Рассказы о животных - Страница 86
-2-
Я познакомился с Джонни летом 1897 года, когда посетил Йеллоустонский парк в целях изучения повседневной жизни животных. Мне рассказали, что в лесу около Фонтанной гостиницы можно увидеть медведей в любое время. Я не особенно верил этим рассказам, пока сам не столкнулся, выйдя из дверей гостиницы через пять минут после приезда, с большой черной медведицей и двумя медвежатами.

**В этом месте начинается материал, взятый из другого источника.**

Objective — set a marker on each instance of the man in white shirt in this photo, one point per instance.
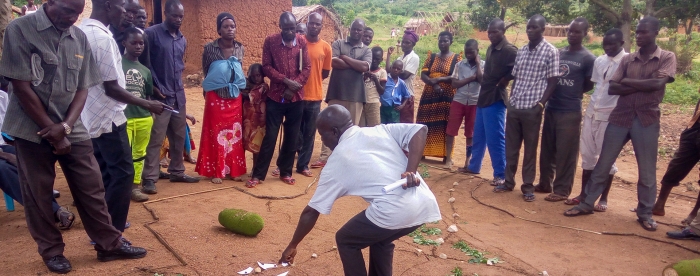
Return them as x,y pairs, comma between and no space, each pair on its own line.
595,121
382,161
103,114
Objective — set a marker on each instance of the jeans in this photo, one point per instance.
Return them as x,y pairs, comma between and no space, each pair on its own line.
489,131
308,134
645,143
113,155
275,113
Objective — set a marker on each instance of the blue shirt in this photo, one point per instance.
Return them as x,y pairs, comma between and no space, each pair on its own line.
167,62
394,93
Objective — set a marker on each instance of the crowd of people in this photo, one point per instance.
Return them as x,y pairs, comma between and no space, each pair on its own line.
102,97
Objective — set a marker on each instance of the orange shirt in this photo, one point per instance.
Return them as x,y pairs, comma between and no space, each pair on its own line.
320,55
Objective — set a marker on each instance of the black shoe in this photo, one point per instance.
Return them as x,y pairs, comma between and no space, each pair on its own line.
184,179
58,264
148,187
685,234
126,251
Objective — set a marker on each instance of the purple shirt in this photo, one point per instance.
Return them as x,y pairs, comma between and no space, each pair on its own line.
167,62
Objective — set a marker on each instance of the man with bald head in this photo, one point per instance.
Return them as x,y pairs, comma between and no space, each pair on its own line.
351,58
535,72
47,128
393,154
285,99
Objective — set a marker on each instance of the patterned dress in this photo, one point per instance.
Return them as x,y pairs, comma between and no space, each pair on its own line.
434,107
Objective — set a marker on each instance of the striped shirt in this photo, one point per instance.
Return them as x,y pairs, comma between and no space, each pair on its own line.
100,110
531,71
644,105
212,52
63,64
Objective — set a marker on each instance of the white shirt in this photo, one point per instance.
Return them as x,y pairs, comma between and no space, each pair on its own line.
367,159
100,110
411,62
602,104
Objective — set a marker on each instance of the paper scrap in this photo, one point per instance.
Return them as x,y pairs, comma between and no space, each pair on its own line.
246,271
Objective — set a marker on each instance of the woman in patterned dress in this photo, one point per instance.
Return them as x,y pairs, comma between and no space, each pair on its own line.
434,106
221,152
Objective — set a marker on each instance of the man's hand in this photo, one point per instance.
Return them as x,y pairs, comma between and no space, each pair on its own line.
53,133
411,180
288,255
62,147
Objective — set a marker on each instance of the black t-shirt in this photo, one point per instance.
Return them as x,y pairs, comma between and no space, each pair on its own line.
575,68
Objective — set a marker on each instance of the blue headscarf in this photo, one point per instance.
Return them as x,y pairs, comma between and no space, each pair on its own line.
219,75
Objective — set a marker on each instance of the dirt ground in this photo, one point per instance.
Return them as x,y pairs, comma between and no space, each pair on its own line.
528,237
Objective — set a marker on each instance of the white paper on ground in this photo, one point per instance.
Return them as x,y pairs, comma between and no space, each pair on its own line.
399,183
246,271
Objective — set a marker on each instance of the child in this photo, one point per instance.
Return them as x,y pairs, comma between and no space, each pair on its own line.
374,88
395,94
139,121
254,110
466,78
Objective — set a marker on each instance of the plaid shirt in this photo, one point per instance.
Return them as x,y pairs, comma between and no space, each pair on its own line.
531,71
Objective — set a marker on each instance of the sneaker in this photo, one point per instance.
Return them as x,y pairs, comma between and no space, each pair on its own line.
148,187
138,196
126,251
497,181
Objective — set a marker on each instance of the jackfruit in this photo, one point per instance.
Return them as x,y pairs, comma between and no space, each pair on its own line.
241,222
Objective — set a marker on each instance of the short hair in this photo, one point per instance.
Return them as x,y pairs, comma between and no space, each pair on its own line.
131,31
171,4
583,21
445,33
653,21
615,32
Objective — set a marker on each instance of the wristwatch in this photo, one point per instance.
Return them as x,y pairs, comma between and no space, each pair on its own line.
67,128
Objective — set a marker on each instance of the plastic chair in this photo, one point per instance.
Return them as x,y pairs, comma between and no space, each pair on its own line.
9,203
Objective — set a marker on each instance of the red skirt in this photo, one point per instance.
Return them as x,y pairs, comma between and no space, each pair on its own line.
221,150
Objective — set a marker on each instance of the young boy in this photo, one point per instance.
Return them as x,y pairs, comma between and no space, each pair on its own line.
395,94
375,80
466,78
139,121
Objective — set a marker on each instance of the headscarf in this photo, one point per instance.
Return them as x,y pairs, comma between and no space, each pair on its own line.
221,17
410,35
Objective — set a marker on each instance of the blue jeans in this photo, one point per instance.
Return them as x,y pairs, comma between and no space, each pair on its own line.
490,131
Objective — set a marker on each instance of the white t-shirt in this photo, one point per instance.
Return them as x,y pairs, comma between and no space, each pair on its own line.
411,62
366,160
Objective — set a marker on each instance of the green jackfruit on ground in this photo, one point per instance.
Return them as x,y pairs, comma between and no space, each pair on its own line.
241,222
683,268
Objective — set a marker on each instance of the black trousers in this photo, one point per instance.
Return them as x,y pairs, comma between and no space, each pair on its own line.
274,116
685,158
359,233
113,154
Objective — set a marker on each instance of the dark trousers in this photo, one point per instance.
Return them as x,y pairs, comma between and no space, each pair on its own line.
37,172
685,158
359,233
113,154
275,113
645,143
522,127
561,134
9,179
307,134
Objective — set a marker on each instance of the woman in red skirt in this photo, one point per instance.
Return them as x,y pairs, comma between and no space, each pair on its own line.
221,152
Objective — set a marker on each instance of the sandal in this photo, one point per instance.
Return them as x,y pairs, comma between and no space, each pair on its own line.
573,201
578,211
554,197
288,180
252,183
65,218
307,173
648,224
529,197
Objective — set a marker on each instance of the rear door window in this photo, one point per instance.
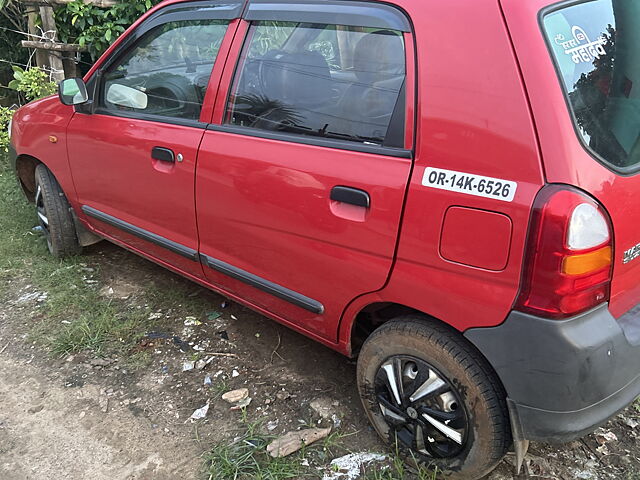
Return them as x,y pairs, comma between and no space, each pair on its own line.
596,48
321,80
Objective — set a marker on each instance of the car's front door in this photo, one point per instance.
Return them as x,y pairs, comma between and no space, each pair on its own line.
300,186
133,157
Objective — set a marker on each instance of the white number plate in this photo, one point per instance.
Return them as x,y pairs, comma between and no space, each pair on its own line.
470,184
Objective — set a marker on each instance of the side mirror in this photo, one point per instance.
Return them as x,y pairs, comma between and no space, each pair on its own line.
124,96
73,91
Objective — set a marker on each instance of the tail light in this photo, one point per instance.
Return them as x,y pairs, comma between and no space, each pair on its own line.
568,261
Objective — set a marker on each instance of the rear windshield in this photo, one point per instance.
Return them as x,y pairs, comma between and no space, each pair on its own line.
596,47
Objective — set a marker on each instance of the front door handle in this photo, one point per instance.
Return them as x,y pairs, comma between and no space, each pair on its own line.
353,196
163,154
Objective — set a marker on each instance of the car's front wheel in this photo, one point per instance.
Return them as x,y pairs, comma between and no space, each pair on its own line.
54,215
428,392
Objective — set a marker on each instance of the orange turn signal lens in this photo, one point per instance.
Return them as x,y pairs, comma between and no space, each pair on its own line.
587,262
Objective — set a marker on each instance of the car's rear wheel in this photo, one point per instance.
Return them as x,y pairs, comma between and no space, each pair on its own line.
428,392
54,215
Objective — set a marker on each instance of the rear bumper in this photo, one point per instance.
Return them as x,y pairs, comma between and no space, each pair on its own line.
564,378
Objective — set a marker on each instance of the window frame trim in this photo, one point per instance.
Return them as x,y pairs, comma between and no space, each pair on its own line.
314,141
228,82
171,13
621,171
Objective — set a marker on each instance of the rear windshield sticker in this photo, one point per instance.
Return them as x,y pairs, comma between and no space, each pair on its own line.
631,254
470,184
581,49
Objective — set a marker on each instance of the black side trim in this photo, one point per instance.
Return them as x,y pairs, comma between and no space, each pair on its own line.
336,12
184,122
318,141
264,285
140,233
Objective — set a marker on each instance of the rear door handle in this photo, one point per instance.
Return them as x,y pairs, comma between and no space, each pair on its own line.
351,195
163,154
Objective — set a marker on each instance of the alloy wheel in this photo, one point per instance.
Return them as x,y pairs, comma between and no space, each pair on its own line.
421,407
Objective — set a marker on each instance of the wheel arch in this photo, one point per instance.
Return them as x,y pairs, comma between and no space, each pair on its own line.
372,315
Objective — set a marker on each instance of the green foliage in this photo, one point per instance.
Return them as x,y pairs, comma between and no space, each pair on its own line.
5,117
33,83
96,27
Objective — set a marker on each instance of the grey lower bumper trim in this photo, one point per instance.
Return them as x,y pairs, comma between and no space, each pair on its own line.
563,377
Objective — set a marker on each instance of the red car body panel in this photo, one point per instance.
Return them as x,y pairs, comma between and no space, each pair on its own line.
468,111
566,159
470,119
121,179
275,219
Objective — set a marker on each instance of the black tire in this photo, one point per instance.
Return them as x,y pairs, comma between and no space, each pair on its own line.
469,398
57,225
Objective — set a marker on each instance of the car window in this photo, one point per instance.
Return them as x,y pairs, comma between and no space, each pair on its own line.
596,49
167,71
330,81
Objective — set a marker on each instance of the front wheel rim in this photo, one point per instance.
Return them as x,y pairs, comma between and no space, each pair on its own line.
421,407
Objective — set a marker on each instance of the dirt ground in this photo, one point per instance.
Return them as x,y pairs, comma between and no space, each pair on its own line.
82,417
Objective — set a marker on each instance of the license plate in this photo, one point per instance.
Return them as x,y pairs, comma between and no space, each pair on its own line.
470,184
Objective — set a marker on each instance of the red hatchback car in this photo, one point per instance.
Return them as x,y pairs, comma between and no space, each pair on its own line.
447,190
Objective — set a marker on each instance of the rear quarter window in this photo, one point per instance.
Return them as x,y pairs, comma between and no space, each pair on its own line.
596,49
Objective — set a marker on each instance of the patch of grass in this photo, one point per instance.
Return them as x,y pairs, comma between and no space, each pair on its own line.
398,469
218,389
246,458
74,317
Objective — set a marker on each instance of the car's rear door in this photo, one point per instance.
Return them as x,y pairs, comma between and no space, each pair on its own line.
302,175
133,152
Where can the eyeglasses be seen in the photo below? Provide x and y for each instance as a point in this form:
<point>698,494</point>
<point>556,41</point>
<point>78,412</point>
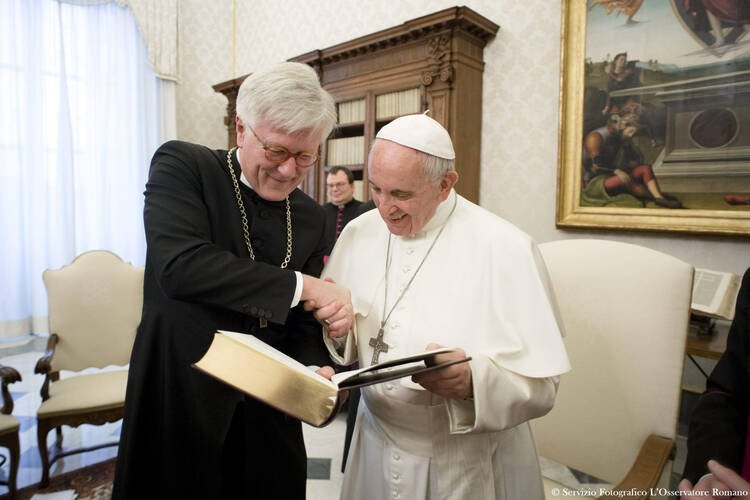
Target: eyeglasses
<point>280,154</point>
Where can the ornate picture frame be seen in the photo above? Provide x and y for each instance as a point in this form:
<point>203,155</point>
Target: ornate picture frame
<point>654,117</point>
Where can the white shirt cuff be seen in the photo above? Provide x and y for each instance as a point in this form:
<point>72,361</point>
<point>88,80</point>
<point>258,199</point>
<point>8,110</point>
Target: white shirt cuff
<point>297,290</point>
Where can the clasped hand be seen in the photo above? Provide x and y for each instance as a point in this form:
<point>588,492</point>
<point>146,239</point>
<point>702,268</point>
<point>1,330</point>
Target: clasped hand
<point>450,382</point>
<point>332,304</point>
<point>718,484</point>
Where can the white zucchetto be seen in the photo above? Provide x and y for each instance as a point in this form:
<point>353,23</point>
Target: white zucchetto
<point>419,132</point>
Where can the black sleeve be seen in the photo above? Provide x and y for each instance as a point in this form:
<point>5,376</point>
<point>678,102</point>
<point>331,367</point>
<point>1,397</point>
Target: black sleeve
<point>305,338</point>
<point>182,234</point>
<point>718,424</point>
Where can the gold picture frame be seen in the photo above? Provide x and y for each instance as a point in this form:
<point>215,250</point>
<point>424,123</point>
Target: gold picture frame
<point>575,68</point>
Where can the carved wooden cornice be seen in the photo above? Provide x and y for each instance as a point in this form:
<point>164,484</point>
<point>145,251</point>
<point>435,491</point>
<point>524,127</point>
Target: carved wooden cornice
<point>449,20</point>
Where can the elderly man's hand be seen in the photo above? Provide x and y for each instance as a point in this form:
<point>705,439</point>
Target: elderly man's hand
<point>449,382</point>
<point>722,479</point>
<point>332,304</point>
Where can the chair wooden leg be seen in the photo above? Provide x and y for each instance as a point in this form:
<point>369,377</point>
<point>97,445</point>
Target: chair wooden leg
<point>41,435</point>
<point>15,452</point>
<point>58,438</point>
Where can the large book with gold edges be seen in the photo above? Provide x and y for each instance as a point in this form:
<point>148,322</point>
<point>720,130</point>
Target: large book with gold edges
<point>257,369</point>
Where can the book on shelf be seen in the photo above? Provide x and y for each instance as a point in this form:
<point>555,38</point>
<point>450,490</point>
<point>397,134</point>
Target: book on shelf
<point>257,369</point>
<point>345,151</point>
<point>403,102</point>
<point>715,293</point>
<point>351,111</point>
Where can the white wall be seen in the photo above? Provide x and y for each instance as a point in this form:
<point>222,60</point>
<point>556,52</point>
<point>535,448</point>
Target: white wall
<point>521,84</point>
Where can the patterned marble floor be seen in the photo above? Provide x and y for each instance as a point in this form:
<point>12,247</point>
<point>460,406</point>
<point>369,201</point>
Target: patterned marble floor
<point>324,446</point>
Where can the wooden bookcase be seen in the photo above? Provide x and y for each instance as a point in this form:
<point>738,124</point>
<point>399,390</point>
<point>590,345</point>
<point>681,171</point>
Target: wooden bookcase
<point>438,58</point>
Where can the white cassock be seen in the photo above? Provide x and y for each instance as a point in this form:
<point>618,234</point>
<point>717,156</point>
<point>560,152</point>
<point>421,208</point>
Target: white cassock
<point>483,288</point>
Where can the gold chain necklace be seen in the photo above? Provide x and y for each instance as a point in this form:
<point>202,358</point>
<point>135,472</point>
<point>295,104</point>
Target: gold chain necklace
<point>245,230</point>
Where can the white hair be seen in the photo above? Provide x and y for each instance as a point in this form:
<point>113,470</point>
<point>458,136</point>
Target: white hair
<point>435,167</point>
<point>287,97</point>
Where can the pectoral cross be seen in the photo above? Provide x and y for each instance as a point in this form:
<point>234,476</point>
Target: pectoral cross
<point>378,345</point>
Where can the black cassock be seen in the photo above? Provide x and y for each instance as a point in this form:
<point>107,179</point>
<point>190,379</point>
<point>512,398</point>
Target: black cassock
<point>186,435</point>
<point>719,422</point>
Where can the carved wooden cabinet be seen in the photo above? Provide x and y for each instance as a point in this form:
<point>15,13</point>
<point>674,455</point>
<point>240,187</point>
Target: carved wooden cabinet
<point>433,62</point>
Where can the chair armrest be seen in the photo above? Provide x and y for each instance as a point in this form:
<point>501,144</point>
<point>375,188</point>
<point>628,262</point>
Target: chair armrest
<point>648,467</point>
<point>44,365</point>
<point>8,375</point>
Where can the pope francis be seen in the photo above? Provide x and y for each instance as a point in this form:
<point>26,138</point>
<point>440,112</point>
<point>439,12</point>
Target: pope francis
<point>426,269</point>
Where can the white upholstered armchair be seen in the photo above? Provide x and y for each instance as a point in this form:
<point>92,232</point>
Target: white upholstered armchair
<point>626,310</point>
<point>94,310</point>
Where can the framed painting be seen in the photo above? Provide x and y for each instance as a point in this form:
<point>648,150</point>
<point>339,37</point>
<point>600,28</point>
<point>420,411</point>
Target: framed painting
<point>655,116</point>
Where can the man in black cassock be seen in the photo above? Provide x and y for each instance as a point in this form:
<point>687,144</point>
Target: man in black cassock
<point>720,420</point>
<point>232,245</point>
<point>342,207</point>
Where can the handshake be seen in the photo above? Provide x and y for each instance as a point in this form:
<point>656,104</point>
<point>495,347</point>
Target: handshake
<point>331,302</point>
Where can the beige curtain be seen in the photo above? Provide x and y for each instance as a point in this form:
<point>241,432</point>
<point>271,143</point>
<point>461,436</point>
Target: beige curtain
<point>157,21</point>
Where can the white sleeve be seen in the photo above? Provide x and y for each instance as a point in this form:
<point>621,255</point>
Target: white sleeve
<point>501,399</point>
<point>297,289</point>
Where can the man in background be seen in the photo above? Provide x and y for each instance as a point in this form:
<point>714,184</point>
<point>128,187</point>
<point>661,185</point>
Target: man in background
<point>718,447</point>
<point>342,207</point>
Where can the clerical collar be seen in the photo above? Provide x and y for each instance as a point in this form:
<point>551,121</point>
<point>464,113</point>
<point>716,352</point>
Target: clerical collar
<point>345,204</point>
<point>442,212</point>
<point>243,180</point>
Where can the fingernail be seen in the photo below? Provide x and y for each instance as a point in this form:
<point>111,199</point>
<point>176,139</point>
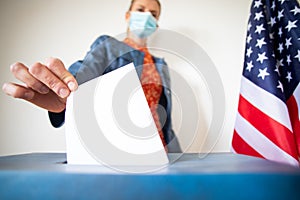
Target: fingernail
<point>71,86</point>
<point>44,90</point>
<point>28,95</point>
<point>63,92</point>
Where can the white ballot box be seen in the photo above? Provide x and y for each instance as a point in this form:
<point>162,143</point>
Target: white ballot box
<point>108,122</point>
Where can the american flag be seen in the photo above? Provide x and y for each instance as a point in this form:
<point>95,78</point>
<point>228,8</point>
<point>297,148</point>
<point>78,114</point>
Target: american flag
<point>267,123</point>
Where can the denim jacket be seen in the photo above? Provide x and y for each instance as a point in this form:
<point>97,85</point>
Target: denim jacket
<point>107,54</point>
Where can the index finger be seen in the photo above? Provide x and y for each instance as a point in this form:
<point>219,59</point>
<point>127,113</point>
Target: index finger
<point>58,68</point>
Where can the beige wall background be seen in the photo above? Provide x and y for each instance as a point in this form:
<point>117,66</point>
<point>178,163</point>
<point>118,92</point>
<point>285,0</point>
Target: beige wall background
<point>32,30</point>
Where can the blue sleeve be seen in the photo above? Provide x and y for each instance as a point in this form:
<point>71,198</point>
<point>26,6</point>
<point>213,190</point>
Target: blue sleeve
<point>57,119</point>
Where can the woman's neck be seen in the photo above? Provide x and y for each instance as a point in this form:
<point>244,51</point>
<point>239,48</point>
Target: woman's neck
<point>140,42</point>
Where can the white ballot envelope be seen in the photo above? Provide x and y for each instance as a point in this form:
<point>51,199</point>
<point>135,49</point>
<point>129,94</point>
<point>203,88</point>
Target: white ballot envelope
<point>108,122</point>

Я остановился, испуганный этой встречей. Медведи тоже остановились и, присев на задние лапы, разглядывали меня. Затем медведица издала странный звук, похожий на кашель: "Кофф, кофф!", - и посмотрела на ближайшую сосну. Медвежата, казалось, поняли, что она хотела сказать, так как немедленно побежали к дереву и стали взбираться на него, как две маленькие обезьянки. Почувствовав себя в безопасности, они уселись наверху на ветках, точно мальчишки, придерживаясь одной лапой за ствол и болтая в воздухе маленькими черными ножками.
Медведица-мать, все еще на задних лапах, медленно приближалась ко мне, и я уже начинал чувствовать себя весьма неприятно от близости этого мохнатого чудовища, стоявшего во весь свой саженный рост и, по-видимому, никогда не слыхавшего о волшебной силе человеческого взгляда.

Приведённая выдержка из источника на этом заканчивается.